1933 wurde das Reichstierschutzgesetz erlassen, ein Jahr später das Reichsjagdgesetz und 1935 das Reichsnaturschutzgesetz. Letzteres stammte in Wahrheit von dem Justitiar und Höhlenforscher Benno Wolf, der bereits in der Weimarer Zeit erste Entwürfe für ein Naturschutzgesetz in Deutschland erarbeitet hatte. Aufgrund seines jüdischen Glaubens musste er 1933 die Staatliche Stelle für Naturdenkmalpflege verlassen, 1942 erfolgte seine Deportation in das KZ Theresienstadt, dort starb er 1943.
Widersinniger Weise hielten sich die Nazis tatsächlich für das einzige Volk, welches eine anständige Einstellung zum Tier habe, während man gleichzeitig tausende von Menschen: Juden, Zwangsarbeiter, Sinti und Roma ermordete.
Jan Mohnhaupt führte aus, wie zerrissen und uneinheitlich die Beurteilung von Tieren im „Dritten Reich“ war, indem er an einem Schaubild die „Gute Katze“ und die „Böse Katze“ erläuterte.
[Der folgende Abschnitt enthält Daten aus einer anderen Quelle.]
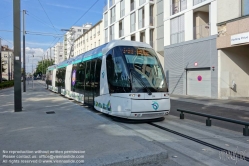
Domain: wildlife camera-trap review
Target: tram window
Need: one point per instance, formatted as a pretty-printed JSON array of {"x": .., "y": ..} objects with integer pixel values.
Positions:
[
  {"x": 97, "y": 76},
  {"x": 118, "y": 77}
]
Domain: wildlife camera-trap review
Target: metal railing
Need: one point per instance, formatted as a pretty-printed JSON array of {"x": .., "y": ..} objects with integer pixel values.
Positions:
[
  {"x": 179, "y": 6},
  {"x": 122, "y": 12},
  {"x": 113, "y": 18},
  {"x": 104, "y": 8},
  {"x": 201, "y": 31},
  {"x": 132, "y": 6},
  {"x": 152, "y": 21},
  {"x": 208, "y": 121},
  {"x": 177, "y": 37},
  {"x": 133, "y": 27},
  {"x": 141, "y": 2},
  {"x": 198, "y": 1},
  {"x": 141, "y": 23},
  {"x": 152, "y": 44}
]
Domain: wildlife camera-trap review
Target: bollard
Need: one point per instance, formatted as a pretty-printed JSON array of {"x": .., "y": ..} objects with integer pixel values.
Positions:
[
  {"x": 246, "y": 131},
  {"x": 181, "y": 115},
  {"x": 208, "y": 122}
]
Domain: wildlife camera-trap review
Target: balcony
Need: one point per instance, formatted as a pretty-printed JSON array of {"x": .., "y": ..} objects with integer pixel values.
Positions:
[
  {"x": 141, "y": 23},
  {"x": 198, "y": 1},
  {"x": 121, "y": 32},
  {"x": 132, "y": 6},
  {"x": 178, "y": 7},
  {"x": 201, "y": 31},
  {"x": 177, "y": 37}
]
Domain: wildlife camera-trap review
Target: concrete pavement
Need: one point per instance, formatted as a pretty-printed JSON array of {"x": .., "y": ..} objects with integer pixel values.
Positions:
[
  {"x": 228, "y": 108},
  {"x": 71, "y": 127}
]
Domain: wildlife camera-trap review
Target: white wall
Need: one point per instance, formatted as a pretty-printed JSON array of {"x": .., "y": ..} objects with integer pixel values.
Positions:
[{"x": 234, "y": 67}]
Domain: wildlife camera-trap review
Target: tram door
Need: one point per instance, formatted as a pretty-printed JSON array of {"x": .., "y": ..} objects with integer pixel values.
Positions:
[{"x": 89, "y": 83}]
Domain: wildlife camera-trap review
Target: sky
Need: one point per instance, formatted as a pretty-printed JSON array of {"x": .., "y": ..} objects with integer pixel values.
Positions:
[{"x": 46, "y": 17}]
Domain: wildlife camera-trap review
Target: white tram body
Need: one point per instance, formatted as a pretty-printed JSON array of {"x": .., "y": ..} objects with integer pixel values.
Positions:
[{"x": 120, "y": 78}]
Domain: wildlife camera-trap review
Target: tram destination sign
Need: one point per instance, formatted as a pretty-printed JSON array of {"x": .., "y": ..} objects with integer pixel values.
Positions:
[{"x": 240, "y": 38}]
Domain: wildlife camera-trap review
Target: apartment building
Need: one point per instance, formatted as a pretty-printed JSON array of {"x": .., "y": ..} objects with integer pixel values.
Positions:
[
  {"x": 129, "y": 20},
  {"x": 92, "y": 38},
  {"x": 233, "y": 48},
  {"x": 71, "y": 35},
  {"x": 190, "y": 53},
  {"x": 8, "y": 62},
  {"x": 58, "y": 53}
]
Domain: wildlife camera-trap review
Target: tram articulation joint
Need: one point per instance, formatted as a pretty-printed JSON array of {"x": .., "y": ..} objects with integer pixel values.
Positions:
[
  {"x": 181, "y": 115},
  {"x": 208, "y": 122}
]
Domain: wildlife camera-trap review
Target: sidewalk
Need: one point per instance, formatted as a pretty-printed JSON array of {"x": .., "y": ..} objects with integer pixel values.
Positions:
[
  {"x": 225, "y": 103},
  {"x": 71, "y": 128}
]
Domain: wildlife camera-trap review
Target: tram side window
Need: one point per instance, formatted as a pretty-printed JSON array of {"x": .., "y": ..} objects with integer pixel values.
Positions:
[
  {"x": 97, "y": 76},
  {"x": 79, "y": 78}
]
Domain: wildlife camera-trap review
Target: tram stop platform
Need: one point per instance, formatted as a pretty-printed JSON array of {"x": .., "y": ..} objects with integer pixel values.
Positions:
[{"x": 95, "y": 138}]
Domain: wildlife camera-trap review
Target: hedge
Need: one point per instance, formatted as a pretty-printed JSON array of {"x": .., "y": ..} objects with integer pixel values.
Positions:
[{"x": 6, "y": 84}]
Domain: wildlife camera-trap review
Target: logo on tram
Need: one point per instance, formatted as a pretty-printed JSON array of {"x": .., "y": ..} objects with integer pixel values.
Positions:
[{"x": 155, "y": 105}]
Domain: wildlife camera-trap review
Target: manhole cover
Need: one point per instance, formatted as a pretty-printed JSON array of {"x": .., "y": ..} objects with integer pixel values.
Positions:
[{"x": 50, "y": 112}]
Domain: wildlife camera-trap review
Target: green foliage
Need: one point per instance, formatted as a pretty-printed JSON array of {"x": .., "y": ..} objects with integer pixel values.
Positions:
[
  {"x": 42, "y": 66},
  {"x": 6, "y": 84},
  {"x": 3, "y": 69}
]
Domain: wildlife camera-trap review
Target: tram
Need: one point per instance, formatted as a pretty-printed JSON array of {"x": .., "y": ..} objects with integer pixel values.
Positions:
[{"x": 120, "y": 78}]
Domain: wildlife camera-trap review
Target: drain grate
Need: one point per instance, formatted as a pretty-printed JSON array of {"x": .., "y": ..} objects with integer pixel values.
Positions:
[{"x": 50, "y": 112}]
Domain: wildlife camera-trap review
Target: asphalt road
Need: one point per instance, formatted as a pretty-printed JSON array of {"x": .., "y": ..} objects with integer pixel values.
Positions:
[{"x": 214, "y": 110}]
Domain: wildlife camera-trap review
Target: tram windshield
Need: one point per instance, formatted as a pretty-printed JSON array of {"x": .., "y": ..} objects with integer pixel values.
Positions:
[{"x": 146, "y": 71}]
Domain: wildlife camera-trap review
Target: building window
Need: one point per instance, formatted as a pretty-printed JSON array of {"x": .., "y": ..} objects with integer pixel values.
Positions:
[
  {"x": 122, "y": 8},
  {"x": 133, "y": 22},
  {"x": 141, "y": 2},
  {"x": 177, "y": 30},
  {"x": 198, "y": 1},
  {"x": 141, "y": 18},
  {"x": 245, "y": 7},
  {"x": 106, "y": 19},
  {"x": 178, "y": 6},
  {"x": 113, "y": 15},
  {"x": 111, "y": 32},
  {"x": 132, "y": 5},
  {"x": 106, "y": 35},
  {"x": 121, "y": 28}
]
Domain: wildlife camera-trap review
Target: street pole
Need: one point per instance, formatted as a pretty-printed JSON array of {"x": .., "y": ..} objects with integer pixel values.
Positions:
[
  {"x": 17, "y": 56},
  {"x": 9, "y": 65},
  {"x": 32, "y": 74},
  {"x": 23, "y": 43},
  {"x": 0, "y": 62}
]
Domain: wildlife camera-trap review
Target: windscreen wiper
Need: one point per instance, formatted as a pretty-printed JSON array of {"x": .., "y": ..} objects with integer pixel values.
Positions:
[{"x": 134, "y": 73}]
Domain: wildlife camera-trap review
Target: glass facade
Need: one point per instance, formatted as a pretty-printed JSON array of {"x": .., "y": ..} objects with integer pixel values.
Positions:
[{"x": 132, "y": 69}]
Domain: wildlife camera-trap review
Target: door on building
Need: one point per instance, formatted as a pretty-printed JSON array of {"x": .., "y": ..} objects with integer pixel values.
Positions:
[{"x": 199, "y": 82}]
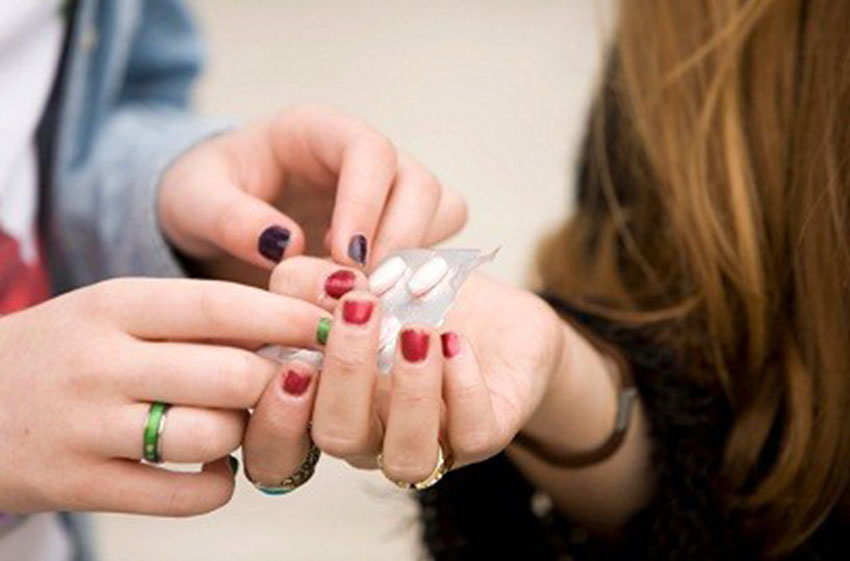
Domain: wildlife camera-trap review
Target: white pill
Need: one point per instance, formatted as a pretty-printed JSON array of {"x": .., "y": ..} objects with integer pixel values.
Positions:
[
  {"x": 427, "y": 276},
  {"x": 390, "y": 327},
  {"x": 386, "y": 275}
]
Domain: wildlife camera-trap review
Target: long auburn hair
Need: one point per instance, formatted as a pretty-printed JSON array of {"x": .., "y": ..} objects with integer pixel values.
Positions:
[{"x": 733, "y": 117}]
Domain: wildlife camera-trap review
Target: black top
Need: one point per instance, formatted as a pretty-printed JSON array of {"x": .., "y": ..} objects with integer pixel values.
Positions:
[{"x": 489, "y": 511}]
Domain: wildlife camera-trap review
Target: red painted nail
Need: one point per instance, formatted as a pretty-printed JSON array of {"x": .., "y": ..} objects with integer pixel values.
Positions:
[
  {"x": 414, "y": 345},
  {"x": 451, "y": 344},
  {"x": 356, "y": 312},
  {"x": 339, "y": 283},
  {"x": 295, "y": 383}
]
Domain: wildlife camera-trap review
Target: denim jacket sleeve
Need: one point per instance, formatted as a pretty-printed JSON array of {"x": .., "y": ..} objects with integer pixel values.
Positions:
[{"x": 123, "y": 118}]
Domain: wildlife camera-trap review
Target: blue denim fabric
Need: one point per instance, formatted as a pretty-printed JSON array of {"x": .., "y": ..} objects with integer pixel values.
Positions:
[{"x": 122, "y": 119}]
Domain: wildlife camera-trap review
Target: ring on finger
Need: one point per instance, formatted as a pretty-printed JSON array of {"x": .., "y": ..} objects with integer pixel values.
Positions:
[
  {"x": 301, "y": 476},
  {"x": 152, "y": 434},
  {"x": 444, "y": 464}
]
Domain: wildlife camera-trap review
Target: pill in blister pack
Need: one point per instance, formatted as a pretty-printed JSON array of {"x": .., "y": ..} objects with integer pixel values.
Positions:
[{"x": 414, "y": 286}]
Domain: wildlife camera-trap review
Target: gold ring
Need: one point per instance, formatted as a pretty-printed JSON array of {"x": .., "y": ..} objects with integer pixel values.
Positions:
[
  {"x": 301, "y": 476},
  {"x": 444, "y": 464}
]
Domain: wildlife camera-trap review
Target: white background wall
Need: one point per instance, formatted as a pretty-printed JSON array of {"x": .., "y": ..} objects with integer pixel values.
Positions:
[{"x": 492, "y": 95}]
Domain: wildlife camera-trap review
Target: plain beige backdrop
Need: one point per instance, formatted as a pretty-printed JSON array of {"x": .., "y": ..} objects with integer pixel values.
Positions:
[{"x": 492, "y": 96}]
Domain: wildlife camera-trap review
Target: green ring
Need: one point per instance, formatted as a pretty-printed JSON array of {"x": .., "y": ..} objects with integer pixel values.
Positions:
[
  {"x": 322, "y": 330},
  {"x": 153, "y": 429}
]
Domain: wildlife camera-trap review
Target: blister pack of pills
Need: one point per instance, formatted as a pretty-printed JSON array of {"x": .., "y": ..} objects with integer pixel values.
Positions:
[{"x": 414, "y": 286}]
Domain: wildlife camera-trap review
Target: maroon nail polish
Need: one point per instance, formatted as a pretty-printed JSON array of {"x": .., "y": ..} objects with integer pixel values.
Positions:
[
  {"x": 295, "y": 383},
  {"x": 414, "y": 345},
  {"x": 357, "y": 313},
  {"x": 451, "y": 344},
  {"x": 339, "y": 283}
]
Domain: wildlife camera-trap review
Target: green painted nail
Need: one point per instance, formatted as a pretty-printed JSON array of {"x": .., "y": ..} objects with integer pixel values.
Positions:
[{"x": 322, "y": 330}]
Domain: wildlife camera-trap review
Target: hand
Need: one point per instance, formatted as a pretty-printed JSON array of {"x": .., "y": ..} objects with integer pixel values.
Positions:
[
  {"x": 474, "y": 391},
  {"x": 310, "y": 179},
  {"x": 77, "y": 375}
]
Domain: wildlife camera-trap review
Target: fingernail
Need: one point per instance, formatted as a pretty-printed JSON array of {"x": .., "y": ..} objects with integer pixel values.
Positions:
[
  {"x": 358, "y": 248},
  {"x": 414, "y": 345},
  {"x": 357, "y": 313},
  {"x": 323, "y": 330},
  {"x": 451, "y": 344},
  {"x": 295, "y": 384},
  {"x": 272, "y": 243},
  {"x": 339, "y": 283}
]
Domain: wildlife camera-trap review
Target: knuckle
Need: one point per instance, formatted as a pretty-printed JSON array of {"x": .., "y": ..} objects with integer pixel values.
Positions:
[
  {"x": 284, "y": 277},
  {"x": 180, "y": 502},
  {"x": 209, "y": 439},
  {"x": 341, "y": 443},
  {"x": 427, "y": 183},
  {"x": 409, "y": 466},
  {"x": 346, "y": 360},
  {"x": 225, "y": 224},
  {"x": 212, "y": 306},
  {"x": 240, "y": 380},
  {"x": 104, "y": 296},
  {"x": 474, "y": 445}
]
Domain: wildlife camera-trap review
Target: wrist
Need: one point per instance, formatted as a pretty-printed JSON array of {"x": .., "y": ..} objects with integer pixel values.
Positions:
[{"x": 579, "y": 405}]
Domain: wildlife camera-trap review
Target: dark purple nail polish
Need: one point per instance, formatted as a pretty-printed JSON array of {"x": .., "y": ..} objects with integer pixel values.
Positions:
[
  {"x": 358, "y": 248},
  {"x": 273, "y": 242}
]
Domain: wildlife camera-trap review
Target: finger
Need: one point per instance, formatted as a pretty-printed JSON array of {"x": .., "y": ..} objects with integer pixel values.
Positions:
[
  {"x": 127, "y": 486},
  {"x": 197, "y": 374},
  {"x": 367, "y": 171},
  {"x": 318, "y": 281},
  {"x": 411, "y": 444},
  {"x": 471, "y": 423},
  {"x": 344, "y": 423},
  {"x": 195, "y": 309},
  {"x": 217, "y": 213},
  {"x": 276, "y": 440},
  {"x": 409, "y": 211},
  {"x": 449, "y": 218},
  {"x": 189, "y": 435}
]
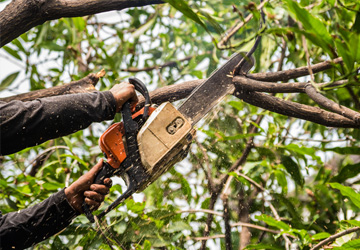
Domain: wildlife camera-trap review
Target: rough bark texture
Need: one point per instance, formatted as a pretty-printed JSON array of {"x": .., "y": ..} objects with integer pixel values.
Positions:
[
  {"x": 19, "y": 16},
  {"x": 182, "y": 90},
  {"x": 84, "y": 85}
]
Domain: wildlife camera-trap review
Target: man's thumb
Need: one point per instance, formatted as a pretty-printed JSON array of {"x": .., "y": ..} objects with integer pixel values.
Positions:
[{"x": 96, "y": 169}]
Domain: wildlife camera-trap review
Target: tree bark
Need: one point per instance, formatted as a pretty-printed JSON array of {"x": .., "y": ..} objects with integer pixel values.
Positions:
[
  {"x": 19, "y": 16},
  {"x": 314, "y": 114},
  {"x": 86, "y": 84}
]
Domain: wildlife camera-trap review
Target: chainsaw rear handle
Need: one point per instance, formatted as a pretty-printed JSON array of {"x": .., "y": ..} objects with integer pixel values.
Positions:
[{"x": 130, "y": 127}]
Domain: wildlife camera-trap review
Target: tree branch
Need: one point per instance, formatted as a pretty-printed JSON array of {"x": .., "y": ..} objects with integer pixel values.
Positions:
[
  {"x": 19, "y": 16},
  {"x": 286, "y": 75},
  {"x": 334, "y": 237},
  {"x": 331, "y": 105},
  {"x": 247, "y": 84},
  {"x": 296, "y": 110},
  {"x": 83, "y": 85}
]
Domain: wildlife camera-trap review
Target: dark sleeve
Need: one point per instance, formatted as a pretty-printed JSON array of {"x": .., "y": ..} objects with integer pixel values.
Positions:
[
  {"x": 22, "y": 229},
  {"x": 26, "y": 124}
]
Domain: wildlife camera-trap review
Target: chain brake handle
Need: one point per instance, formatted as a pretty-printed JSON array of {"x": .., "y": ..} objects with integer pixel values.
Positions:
[{"x": 131, "y": 167}]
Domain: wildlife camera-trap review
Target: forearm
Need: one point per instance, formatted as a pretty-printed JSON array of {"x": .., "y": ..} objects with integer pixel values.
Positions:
[
  {"x": 26, "y": 124},
  {"x": 19, "y": 230}
]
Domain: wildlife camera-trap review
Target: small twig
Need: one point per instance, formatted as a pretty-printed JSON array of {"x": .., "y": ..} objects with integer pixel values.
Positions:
[
  {"x": 294, "y": 73},
  {"x": 303, "y": 39},
  {"x": 232, "y": 31},
  {"x": 282, "y": 56},
  {"x": 334, "y": 237},
  {"x": 167, "y": 64},
  {"x": 246, "y": 84},
  {"x": 208, "y": 211},
  {"x": 243, "y": 224},
  {"x": 207, "y": 162},
  {"x": 331, "y": 105},
  {"x": 277, "y": 217},
  {"x": 204, "y": 238}
]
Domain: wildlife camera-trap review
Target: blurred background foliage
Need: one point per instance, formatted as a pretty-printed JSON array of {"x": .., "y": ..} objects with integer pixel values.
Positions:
[{"x": 309, "y": 173}]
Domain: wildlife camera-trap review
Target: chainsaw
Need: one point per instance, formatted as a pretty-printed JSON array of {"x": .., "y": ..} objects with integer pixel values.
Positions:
[{"x": 146, "y": 144}]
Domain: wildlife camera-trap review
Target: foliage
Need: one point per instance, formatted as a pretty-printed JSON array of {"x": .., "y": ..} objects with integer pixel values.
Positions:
[{"x": 309, "y": 172}]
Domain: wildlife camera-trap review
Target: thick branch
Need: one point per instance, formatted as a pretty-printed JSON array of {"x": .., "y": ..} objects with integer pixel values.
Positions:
[
  {"x": 296, "y": 110},
  {"x": 19, "y": 16},
  {"x": 331, "y": 105},
  {"x": 247, "y": 84},
  {"x": 294, "y": 73},
  {"x": 84, "y": 85}
]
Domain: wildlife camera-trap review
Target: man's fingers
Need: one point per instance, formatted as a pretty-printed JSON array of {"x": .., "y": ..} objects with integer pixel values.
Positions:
[
  {"x": 91, "y": 195},
  {"x": 95, "y": 169},
  {"x": 101, "y": 189},
  {"x": 108, "y": 182},
  {"x": 92, "y": 204}
]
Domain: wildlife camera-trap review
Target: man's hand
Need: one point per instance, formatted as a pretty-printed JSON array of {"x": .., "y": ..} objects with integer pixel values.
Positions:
[
  {"x": 84, "y": 189},
  {"x": 123, "y": 92}
]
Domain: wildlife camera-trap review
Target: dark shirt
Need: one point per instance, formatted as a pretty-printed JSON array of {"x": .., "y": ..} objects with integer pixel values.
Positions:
[{"x": 25, "y": 124}]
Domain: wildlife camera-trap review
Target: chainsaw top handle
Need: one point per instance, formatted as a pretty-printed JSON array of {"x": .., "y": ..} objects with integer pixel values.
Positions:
[
  {"x": 133, "y": 156},
  {"x": 140, "y": 86}
]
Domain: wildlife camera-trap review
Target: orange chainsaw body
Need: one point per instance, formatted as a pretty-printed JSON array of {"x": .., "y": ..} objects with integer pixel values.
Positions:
[{"x": 112, "y": 144}]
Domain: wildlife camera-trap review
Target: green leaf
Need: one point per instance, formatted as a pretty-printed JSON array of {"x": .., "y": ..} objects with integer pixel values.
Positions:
[
  {"x": 346, "y": 172},
  {"x": 263, "y": 246},
  {"x": 353, "y": 222},
  {"x": 354, "y": 244},
  {"x": 12, "y": 52},
  {"x": 348, "y": 192},
  {"x": 272, "y": 222},
  {"x": 8, "y": 80},
  {"x": 178, "y": 226},
  {"x": 293, "y": 169},
  {"x": 52, "y": 186},
  {"x": 320, "y": 236},
  {"x": 79, "y": 23},
  {"x": 184, "y": 8},
  {"x": 238, "y": 105},
  {"x": 142, "y": 29},
  {"x": 309, "y": 22},
  {"x": 345, "y": 53},
  {"x": 68, "y": 142},
  {"x": 281, "y": 179},
  {"x": 302, "y": 150},
  {"x": 345, "y": 150}
]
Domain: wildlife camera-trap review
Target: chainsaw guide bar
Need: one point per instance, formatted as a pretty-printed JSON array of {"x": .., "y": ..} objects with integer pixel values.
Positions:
[{"x": 147, "y": 144}]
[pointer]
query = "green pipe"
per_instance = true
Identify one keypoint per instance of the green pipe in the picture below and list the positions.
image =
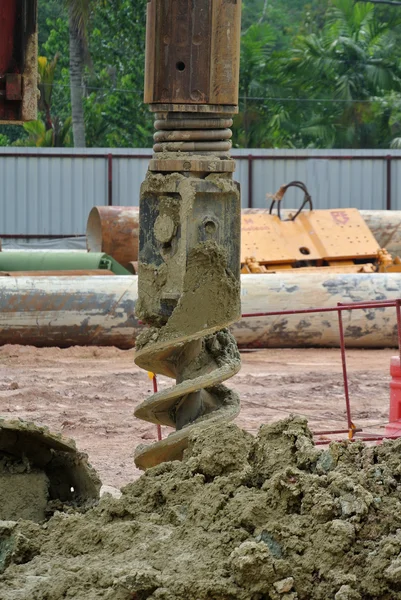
(56, 260)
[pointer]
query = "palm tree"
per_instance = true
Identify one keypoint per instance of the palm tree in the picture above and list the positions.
(78, 18)
(348, 63)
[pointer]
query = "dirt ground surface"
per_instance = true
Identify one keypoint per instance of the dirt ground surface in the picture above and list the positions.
(90, 394)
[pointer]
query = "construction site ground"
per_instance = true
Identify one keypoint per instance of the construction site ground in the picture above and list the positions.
(90, 394)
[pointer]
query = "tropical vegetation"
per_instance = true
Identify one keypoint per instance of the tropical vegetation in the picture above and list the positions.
(315, 73)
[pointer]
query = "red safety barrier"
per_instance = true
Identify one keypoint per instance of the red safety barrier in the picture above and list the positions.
(392, 432)
(393, 429)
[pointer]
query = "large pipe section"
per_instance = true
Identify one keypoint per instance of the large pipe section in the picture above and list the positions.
(67, 311)
(58, 260)
(114, 230)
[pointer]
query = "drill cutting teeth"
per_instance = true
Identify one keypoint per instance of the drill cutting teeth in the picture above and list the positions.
(198, 400)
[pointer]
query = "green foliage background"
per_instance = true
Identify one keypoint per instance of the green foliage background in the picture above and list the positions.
(322, 73)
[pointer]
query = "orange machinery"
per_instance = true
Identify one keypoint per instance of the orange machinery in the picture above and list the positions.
(337, 239)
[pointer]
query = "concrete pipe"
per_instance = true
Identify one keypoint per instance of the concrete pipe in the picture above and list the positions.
(369, 328)
(114, 230)
(386, 228)
(67, 311)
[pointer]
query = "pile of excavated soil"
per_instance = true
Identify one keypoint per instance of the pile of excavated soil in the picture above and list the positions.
(241, 518)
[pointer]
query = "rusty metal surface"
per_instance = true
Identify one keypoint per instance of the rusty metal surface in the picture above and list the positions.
(114, 230)
(292, 291)
(18, 60)
(317, 235)
(192, 52)
(68, 311)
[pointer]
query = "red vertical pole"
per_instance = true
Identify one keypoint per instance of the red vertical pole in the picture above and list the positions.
(351, 426)
(388, 182)
(8, 13)
(398, 310)
(159, 429)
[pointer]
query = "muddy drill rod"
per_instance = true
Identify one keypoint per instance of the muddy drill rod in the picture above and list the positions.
(189, 262)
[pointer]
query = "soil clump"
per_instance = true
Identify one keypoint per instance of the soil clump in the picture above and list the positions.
(243, 518)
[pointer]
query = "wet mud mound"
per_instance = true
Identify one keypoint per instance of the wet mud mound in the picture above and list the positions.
(241, 518)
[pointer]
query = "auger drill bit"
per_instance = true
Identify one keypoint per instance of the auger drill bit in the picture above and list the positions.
(189, 242)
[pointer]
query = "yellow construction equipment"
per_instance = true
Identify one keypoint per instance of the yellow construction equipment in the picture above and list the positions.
(336, 239)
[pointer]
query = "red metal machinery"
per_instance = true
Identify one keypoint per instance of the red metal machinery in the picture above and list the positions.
(18, 61)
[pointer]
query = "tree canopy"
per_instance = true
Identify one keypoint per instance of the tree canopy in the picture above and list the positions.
(316, 73)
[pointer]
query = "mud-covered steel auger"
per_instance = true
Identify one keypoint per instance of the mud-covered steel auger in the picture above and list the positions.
(189, 243)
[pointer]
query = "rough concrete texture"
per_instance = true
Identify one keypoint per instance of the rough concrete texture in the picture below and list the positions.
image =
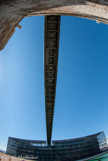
(5, 157)
(12, 12)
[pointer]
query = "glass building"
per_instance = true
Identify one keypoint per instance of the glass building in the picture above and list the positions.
(60, 150)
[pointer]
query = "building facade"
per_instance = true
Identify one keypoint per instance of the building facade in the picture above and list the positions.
(62, 150)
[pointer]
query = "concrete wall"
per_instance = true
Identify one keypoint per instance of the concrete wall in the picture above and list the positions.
(5, 157)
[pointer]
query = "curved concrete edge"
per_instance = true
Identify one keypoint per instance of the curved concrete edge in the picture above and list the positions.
(95, 156)
(12, 12)
(6, 157)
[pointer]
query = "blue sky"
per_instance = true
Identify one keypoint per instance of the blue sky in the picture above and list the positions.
(81, 106)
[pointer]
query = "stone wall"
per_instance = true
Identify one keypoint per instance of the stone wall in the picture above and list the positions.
(13, 11)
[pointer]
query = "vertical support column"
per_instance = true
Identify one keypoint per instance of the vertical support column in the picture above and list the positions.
(51, 47)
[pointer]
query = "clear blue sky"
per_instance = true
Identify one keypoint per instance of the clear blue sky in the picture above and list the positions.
(81, 106)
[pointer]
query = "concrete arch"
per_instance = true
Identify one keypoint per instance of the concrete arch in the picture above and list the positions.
(13, 11)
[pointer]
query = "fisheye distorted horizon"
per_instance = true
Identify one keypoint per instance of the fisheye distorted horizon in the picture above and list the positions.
(82, 89)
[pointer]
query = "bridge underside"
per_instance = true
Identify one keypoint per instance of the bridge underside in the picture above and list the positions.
(51, 46)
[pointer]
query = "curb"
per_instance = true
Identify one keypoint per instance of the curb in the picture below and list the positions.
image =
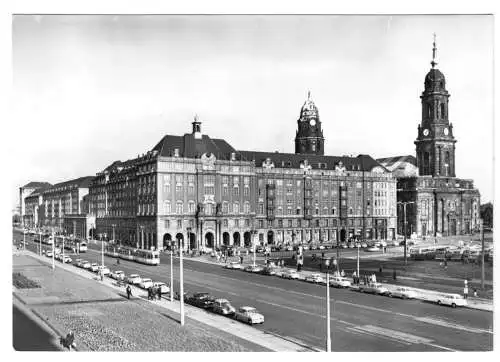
(43, 320)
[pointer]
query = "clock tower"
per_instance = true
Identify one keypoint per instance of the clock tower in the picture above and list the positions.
(435, 144)
(309, 137)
Erstere ist ein Herrentier, nicht vollständig domestiziert und ein hygienischer Helfer, weil sie Mäuse und Ratten jagt und frisst. Die Böse Katze ist aus mehr oder weniger den gleichen Gründen angeblich „der Jude unter den Tieren“, denn sie ist nicht treu zu ihrem Herren und jagt und frisst die Singvögel.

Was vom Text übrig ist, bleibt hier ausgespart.